Situasinya sudah dipenuhi orang-orang yang antusias(?) dengan dramanya. Aku tidak tahu, tapi Jaeyoung awalnya menolak pertanyaan itu karena tidak jelas bagaimana reaksinya jika dia tahu tentang identitas Jaeyoung. Kemudian Jaekyun mengangguk seolah mengerti.
“Yah, bukankah agak memberatkan untuk membelinya dengan uang saku mahasiswa? Karena harga dasarnya saja 10 juta won.”
Sepuluh juta won. Berapa banyak mahasiswa di negara ini yang mampu membayar harga setinggi ini, yang setara dengan harga mobil bekas? Tentu saja, kebijakan cicilannya sangat bagus, tetapi tidak sampai pada tingkat yang terjangkau bagi mahasiswa miskin. Tentu saja, ada beberapa orang seperti Jaeyoung yang menandatangani kontrak cicilan seperti kontrak perbudakan, seolah-olah mereka menjual jiwa mereka kepada iblis.

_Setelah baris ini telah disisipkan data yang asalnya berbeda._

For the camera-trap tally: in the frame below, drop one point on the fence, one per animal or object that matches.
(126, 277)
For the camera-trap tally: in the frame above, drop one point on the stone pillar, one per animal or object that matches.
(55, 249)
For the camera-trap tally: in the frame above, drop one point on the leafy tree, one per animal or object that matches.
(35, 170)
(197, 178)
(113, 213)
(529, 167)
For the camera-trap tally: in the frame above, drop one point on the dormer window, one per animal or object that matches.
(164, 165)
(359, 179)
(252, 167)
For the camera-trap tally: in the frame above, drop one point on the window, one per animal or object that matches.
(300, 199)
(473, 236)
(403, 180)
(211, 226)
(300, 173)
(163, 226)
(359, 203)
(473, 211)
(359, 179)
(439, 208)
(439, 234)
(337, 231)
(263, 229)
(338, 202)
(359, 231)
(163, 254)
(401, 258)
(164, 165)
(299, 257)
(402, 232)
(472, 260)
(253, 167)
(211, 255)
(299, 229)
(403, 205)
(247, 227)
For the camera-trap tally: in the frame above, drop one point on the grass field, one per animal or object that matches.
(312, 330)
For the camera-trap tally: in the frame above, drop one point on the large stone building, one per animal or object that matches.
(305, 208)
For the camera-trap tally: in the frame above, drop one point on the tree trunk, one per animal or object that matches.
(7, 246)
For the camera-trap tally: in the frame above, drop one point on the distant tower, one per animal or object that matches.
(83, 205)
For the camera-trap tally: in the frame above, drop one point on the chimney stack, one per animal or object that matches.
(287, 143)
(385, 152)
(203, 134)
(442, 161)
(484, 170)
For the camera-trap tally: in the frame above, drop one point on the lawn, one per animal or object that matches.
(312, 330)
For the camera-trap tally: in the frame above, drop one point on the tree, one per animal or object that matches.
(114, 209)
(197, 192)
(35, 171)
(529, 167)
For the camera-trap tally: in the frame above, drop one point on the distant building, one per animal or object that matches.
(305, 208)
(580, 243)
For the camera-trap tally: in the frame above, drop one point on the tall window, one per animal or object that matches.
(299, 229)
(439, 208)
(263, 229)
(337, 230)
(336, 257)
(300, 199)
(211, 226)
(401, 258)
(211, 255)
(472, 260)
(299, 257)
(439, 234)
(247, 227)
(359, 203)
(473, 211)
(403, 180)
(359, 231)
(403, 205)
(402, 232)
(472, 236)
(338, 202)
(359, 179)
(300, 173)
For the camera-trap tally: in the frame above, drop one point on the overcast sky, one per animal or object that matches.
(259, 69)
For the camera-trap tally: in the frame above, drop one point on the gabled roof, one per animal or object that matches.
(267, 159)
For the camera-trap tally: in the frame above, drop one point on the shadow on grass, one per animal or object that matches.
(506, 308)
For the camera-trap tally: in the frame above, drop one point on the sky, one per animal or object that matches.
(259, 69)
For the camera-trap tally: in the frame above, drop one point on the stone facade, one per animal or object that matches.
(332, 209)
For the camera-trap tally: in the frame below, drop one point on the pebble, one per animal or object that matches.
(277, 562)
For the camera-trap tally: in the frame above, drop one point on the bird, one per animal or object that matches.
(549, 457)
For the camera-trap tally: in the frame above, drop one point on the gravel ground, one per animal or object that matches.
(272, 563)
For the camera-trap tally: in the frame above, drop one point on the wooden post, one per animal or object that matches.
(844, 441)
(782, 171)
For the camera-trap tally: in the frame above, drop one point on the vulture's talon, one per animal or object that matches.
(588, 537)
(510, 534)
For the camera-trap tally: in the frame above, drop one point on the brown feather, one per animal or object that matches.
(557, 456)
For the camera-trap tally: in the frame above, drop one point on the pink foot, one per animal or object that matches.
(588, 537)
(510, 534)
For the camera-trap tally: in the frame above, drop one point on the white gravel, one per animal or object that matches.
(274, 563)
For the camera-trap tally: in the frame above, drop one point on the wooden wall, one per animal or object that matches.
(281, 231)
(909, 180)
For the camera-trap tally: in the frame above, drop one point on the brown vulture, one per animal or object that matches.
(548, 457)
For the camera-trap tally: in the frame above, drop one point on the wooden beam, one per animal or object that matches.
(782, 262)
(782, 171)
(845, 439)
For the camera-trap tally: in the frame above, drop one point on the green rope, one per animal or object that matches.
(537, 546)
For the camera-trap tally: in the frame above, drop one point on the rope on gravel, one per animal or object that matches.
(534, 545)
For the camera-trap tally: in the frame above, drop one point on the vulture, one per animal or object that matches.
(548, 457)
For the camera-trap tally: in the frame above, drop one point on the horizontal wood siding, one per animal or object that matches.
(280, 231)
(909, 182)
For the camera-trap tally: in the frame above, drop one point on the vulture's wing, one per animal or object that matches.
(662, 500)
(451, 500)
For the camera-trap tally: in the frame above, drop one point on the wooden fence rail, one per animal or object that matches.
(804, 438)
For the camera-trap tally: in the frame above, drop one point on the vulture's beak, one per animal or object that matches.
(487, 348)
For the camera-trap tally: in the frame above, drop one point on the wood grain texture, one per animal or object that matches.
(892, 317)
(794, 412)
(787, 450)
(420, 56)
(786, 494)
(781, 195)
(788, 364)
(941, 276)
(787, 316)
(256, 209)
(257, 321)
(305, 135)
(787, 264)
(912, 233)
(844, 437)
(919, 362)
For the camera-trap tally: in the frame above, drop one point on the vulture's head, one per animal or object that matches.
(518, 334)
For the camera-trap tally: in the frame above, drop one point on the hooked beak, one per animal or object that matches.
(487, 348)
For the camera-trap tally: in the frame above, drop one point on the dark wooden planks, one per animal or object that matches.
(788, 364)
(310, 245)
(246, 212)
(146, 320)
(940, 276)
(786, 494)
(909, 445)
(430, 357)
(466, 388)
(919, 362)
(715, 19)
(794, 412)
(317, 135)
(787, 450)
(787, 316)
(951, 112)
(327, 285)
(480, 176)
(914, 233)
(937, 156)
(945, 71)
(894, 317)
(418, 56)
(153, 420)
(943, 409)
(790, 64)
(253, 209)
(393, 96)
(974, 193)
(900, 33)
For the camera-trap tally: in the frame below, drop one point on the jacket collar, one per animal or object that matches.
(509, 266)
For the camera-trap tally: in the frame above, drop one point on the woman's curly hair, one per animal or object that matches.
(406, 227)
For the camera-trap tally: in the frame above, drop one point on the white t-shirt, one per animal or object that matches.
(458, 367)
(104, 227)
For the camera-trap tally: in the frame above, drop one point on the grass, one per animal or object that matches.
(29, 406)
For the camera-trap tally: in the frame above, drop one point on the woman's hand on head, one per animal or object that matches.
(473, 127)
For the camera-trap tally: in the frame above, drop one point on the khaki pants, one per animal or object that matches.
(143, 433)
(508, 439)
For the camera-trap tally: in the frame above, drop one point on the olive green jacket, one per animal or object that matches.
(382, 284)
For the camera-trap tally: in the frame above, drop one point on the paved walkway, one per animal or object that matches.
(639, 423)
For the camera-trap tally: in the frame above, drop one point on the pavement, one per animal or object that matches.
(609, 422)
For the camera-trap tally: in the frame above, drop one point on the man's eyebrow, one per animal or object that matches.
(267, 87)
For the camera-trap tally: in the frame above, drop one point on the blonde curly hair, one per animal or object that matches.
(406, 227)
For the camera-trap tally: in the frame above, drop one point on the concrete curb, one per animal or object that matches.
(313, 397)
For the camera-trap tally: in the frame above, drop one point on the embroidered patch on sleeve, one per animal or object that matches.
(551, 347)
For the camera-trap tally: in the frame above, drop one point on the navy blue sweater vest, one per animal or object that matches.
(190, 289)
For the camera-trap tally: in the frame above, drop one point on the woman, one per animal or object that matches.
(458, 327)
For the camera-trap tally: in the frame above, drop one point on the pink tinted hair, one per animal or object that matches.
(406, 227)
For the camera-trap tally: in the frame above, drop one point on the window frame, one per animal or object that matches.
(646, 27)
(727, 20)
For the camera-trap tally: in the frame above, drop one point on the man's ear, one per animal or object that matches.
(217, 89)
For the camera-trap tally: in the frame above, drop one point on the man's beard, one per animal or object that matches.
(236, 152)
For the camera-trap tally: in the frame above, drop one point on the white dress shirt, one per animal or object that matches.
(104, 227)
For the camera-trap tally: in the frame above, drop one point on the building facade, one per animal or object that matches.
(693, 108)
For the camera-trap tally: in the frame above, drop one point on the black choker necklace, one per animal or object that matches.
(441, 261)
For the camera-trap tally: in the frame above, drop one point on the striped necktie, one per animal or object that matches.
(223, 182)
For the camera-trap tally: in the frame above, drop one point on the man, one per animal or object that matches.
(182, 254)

“Jadi, kamu memainkan Arcadia?”
Pertanyaan Jaejoong. Mendengar pertanyaan itu, Jaekyung tersenyum dan mengangguk.
“Kalau begitu. Meskipun terlihat seperti ini, levelnya cukup tinggi.”
“Oke?”
“Hmm. Beri tahu aku jika kamu mulai, dan aku akan membantu jika aku bisa. Saat ini, lokasi pembuatan karakter baru semuanya acak, jadi mungkin agak sulit, tapi tidak apa-apa.”
Jae-gyun berbicara dengan wajah percaya diri. Melihatnya seperti itu, Jaeyoung menanggapinya dengan santai.
“Oke, nanti akan saya beritahu saat saya melakukannya.”
“Haha. Kalau begitu.”
Jae-gyun menyendok nasi sambil tersenyum ramah. Melihatnya seperti itu, Jaeyoung pun mulai makan. Begitulah Jaeyoung mendapatkan teman pertamanya di kampus.
Saya belum mengenal mereka berdua saat itu, tetapi kemudian orang-orang melihat mereka berdua dan berkata, “Departemen Teknik Komputer, bukan, Departemen Teknik Realitas Virtual.” Mereka adalah orang-orang paling idiot dalam sejarah dan perusak ekosistem dengan bakat alami yang luar biasa.